Recently, for example, I needed to process some RSS 1.0 feeds. An RSS 1.0 feed is actually rooted in the RDF (Resource Description Framework) namespace, though its items live in the RSS 1.0 namespace. Such feeds typically also weave in elements from other namespaces -- for example, Dublin Core metadata. My task was simple: parse the feed, use XPath queries to carve out items, and unpack the elements contained within those items.

This proved surprisingly hard to do with my regular XML parser and toolkit, libxml2, which deals strictly with namespaces. I then repeated the exercise using three other toolkits -- Python's minidom module, E4X (ECMAScript for XML) implemented using Rhino, and Mark Logic's XQuery-based Content Interaction Server. Each made the task simpler, though perhaps not laudably so in the case of minidom and E4X, neither of which requires namespace prefixes to resolve to Universal Resource Identifiers. But what's most striking when you point a variety of XML toolkits at documents that use namespaces is how differently each of them approaches the problem.

That's understandable, given that namespaces were always -- and still are -- optional. But thanks to Microsoft and Apple, what was the exception may soon become the rule.
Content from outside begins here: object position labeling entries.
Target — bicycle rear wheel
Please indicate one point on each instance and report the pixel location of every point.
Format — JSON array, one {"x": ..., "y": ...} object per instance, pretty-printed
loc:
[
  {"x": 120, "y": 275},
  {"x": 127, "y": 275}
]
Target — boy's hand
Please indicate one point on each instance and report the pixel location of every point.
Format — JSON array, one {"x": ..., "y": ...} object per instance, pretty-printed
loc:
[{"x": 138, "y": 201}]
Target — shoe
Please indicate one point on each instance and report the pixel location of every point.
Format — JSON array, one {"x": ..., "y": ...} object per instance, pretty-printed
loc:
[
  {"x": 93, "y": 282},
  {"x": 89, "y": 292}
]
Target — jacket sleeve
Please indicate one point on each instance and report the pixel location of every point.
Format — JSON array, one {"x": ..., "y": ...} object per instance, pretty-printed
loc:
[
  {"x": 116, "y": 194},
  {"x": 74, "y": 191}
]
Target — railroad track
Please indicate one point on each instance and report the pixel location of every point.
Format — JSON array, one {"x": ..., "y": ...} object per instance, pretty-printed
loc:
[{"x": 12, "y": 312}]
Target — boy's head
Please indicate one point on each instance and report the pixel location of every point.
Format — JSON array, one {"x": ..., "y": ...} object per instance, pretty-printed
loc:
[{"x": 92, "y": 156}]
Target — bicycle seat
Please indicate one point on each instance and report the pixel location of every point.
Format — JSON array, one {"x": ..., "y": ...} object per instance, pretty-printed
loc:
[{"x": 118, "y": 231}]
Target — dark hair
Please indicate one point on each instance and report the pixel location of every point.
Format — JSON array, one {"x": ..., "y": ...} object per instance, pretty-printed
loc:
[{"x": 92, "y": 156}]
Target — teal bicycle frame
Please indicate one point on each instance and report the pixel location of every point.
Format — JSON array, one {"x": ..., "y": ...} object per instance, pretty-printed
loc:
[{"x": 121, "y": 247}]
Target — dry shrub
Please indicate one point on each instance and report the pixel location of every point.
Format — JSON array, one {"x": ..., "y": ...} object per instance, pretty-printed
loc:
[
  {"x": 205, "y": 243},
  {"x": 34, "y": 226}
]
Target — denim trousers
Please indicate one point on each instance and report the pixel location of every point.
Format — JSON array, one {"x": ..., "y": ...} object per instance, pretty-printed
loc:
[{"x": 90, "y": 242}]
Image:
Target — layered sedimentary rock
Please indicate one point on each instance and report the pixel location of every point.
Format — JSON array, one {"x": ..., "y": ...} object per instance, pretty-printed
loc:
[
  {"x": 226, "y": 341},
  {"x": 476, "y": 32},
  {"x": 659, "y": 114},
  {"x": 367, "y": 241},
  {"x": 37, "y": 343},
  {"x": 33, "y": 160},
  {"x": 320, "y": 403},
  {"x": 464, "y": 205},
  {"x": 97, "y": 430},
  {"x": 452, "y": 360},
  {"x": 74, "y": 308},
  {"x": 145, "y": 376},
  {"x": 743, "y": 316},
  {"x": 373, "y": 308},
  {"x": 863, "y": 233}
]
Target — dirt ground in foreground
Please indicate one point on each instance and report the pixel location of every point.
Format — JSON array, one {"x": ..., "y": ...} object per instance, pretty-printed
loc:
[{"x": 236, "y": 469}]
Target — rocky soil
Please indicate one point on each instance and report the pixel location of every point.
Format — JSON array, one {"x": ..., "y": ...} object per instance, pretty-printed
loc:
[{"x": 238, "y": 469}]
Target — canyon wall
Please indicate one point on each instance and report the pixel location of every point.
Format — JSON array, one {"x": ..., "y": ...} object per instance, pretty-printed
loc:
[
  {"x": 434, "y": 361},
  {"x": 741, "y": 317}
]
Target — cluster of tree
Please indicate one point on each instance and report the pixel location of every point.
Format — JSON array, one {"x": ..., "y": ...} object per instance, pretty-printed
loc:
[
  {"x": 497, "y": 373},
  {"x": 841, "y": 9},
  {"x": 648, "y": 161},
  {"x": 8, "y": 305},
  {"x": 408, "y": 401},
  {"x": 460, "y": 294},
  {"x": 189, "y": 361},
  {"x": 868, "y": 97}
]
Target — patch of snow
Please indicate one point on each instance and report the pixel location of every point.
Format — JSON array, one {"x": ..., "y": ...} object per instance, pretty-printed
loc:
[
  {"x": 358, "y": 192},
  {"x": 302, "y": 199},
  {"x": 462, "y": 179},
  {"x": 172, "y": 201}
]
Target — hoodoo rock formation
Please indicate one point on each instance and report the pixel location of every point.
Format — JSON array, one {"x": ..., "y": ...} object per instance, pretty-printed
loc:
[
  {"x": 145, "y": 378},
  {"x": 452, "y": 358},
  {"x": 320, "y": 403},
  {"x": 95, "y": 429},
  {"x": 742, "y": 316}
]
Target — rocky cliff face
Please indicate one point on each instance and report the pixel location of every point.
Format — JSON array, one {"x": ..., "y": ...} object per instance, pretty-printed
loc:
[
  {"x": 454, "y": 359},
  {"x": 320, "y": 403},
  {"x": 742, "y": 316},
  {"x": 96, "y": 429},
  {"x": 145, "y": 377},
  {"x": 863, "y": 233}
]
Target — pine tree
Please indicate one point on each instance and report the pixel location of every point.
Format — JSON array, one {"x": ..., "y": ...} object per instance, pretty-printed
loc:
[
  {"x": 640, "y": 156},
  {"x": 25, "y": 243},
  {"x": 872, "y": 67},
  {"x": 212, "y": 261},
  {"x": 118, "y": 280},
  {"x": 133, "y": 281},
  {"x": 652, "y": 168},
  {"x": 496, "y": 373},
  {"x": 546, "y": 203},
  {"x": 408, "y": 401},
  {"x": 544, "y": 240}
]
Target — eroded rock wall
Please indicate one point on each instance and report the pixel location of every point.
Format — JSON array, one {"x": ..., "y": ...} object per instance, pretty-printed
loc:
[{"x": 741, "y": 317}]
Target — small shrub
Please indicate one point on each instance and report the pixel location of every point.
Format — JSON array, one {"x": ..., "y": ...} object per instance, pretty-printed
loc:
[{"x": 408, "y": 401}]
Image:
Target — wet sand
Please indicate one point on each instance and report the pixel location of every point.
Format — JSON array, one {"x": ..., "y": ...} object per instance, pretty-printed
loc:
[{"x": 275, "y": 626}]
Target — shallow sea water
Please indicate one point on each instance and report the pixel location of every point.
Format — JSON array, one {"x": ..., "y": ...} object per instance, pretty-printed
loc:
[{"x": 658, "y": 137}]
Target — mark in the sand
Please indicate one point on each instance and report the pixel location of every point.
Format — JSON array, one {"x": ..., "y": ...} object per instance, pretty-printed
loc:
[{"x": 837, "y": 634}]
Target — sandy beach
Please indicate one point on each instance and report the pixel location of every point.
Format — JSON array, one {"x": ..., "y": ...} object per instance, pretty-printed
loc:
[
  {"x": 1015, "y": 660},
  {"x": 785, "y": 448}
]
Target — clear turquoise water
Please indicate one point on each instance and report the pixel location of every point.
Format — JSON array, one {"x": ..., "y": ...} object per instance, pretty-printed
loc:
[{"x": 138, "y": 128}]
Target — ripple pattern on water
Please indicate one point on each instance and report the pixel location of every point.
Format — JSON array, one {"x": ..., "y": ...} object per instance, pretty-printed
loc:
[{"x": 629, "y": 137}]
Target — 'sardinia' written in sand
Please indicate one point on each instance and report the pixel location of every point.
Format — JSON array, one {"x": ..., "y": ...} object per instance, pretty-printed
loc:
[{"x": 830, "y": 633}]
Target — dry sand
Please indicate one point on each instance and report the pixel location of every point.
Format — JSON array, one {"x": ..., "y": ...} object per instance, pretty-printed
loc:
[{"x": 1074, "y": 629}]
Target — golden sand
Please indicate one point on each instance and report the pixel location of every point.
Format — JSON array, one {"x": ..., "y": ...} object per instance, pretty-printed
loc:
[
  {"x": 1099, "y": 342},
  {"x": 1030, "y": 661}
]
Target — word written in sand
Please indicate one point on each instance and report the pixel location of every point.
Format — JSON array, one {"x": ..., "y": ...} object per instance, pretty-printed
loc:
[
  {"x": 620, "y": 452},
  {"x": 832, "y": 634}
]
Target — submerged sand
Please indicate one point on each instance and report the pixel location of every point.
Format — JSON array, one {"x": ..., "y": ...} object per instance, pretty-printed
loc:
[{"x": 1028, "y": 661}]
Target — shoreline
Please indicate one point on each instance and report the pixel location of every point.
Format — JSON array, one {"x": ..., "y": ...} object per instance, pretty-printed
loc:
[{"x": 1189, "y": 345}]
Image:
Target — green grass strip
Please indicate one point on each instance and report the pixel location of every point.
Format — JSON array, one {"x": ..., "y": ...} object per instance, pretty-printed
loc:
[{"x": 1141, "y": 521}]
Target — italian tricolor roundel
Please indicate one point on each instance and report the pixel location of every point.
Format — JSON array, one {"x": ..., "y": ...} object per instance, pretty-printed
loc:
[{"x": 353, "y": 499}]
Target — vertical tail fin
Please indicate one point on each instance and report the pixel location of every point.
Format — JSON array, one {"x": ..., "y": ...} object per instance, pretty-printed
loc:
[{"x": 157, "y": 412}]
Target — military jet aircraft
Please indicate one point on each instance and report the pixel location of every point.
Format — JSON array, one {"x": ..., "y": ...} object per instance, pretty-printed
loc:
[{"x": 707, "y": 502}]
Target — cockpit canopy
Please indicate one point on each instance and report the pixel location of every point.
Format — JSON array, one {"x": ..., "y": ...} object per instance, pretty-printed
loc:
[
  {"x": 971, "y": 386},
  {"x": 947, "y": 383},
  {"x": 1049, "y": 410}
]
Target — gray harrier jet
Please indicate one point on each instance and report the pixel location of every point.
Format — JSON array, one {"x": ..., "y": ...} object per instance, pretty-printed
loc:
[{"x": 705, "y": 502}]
That's good news in the long run. We'll increasingly want to mix and remix XML data, and to do so we'll need to master namespaces. In the short run, though, I expect more of the turbulence we ran into this week when Sam Ruby and Mark Pilgrim, co-developers of the RSS/Atom Feed Validator and contributors to the Atom specification, found problems with Apple's specification of an iTunes namespace, and with Apple's -- and other podcast publishers' -- use of that namespace. These folks should have known better. But they weren't the first to be bitten by the quirkiness of XML namespaces, and they won't be the last.